Fig 5. Generating Glipr1 knockout mice (Glipr1^-/-) using CRISPR-Cas9 genome editing.

(A) Schematic showing the location of the gRNAs used for CRISPR-Cas9-mediated deletion of Glipr1 exon 1 and the PCR primers (P1 & P2) used to screen founder mice for deletions. The direction of gene transcription is indicated by the arrow. (B) DNA samples from the four founder mice (F1-4) were screened for deletions of Glipr1 exon 1 by PCR using primers P1 and P2 and the products were run on a 1% agarose gel (left). Sanger sequencing of the highlighted deletion band in F3 showed a 3,641 bp deletion between the two gRNA sites, which removed Glipr1 exon 1 (right). NTC = no template control, WT = wildtype C57BL/6 mouse. (C) RT-qPCR for Glipr1 mRNA was performed on RNA from the BM and spleen of Glipr1^-/- mice and WT control mice using primers in exons 3 and 4. Glipr1 expression levels were normalised to Actb and were expressed relative to WT mice. Graph depicts the mean + SD of n = 2 mice per genotype. ****P < 0.0001, unpaired t test. (D) The levels of Glipr1 protein in the BM and spleen of Glipr1^-/- and WT mice was assessed by Western blot. Hsp90 was used as the loading control.

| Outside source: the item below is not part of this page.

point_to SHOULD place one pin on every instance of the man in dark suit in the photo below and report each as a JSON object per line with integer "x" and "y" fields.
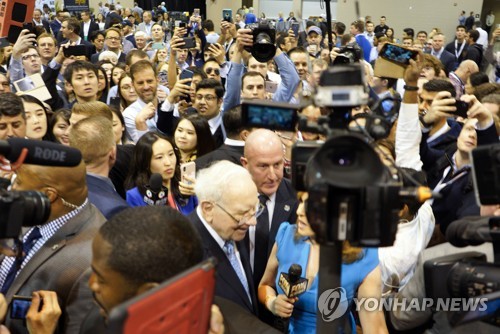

Fig 6. FACS analysis of B cell development in 12-week-old WT and Glipr1^-/- mice.

Single cell suspensions from the BM and spleen were obtained from 12-week-old Glipr1^-/- mice and WT control mice. The cells were stained with anti-B220, anti-IgM and anti-CD138 antibodies and analysed by flow cytometry. BM cells were gated, as represented in (A), to show the percentage of total B cells (B220⁺; B), pre-pro B cells (B220^lowIgM^-; C), immature B cells (B220^lowIgM⁺; D), mature B cells (B220^highIgM^low; E) and PCs (B220^-IgM^-CD138⁺; F) among total leukocytes. Spleen cells were gated, as represented in (G), to show the percentage of total B cells (H) and PCs (I) among total leukocytes. Graphs depict the mean ± SEM of n = 12 (B-F) or n = 9 (H&I) mice per genotype. *P < 0.05, Mann-Whitney U test.

Fig 7. Glipr1 knockout does not affect B cell or PC populations in 12-month-old mice.

BM and spleen cells were prepared from 12-month-old Glipr1^-/- and WT control mice. Resultant single cell suspensions were stained with anti-B220, anti-IgM and anti-CD138 antibodies and analysed by flow cytometry. BM cells were gated to show the percentage of total B cells (B220⁺; A), pre-pro B cells (B220^lowIgM^-; B), immature B cells (B220^lowIgM⁺; C), mature B cells (B220^highIgM^low; D) and PCs (B220^-IgM^-CD138⁺; E) among total leukocytes. Spleen cells were gated to show the percentage of total B cells (F) and PCs (G) among total leukocytes. Graphs depict the mean ± SEM of n = 10 mice per genotype. (H) Serum was collected by tail bleed from 12-month-old Glipr1^-/- mice and WT control mice and the presence of M-spikes was determined using SPEP (n = 10 mice per genotype). The SPEP gels are shown with the position of the albumin and globulin components of the serum indicated by brackets. * = mice with an M-spike by densitometry.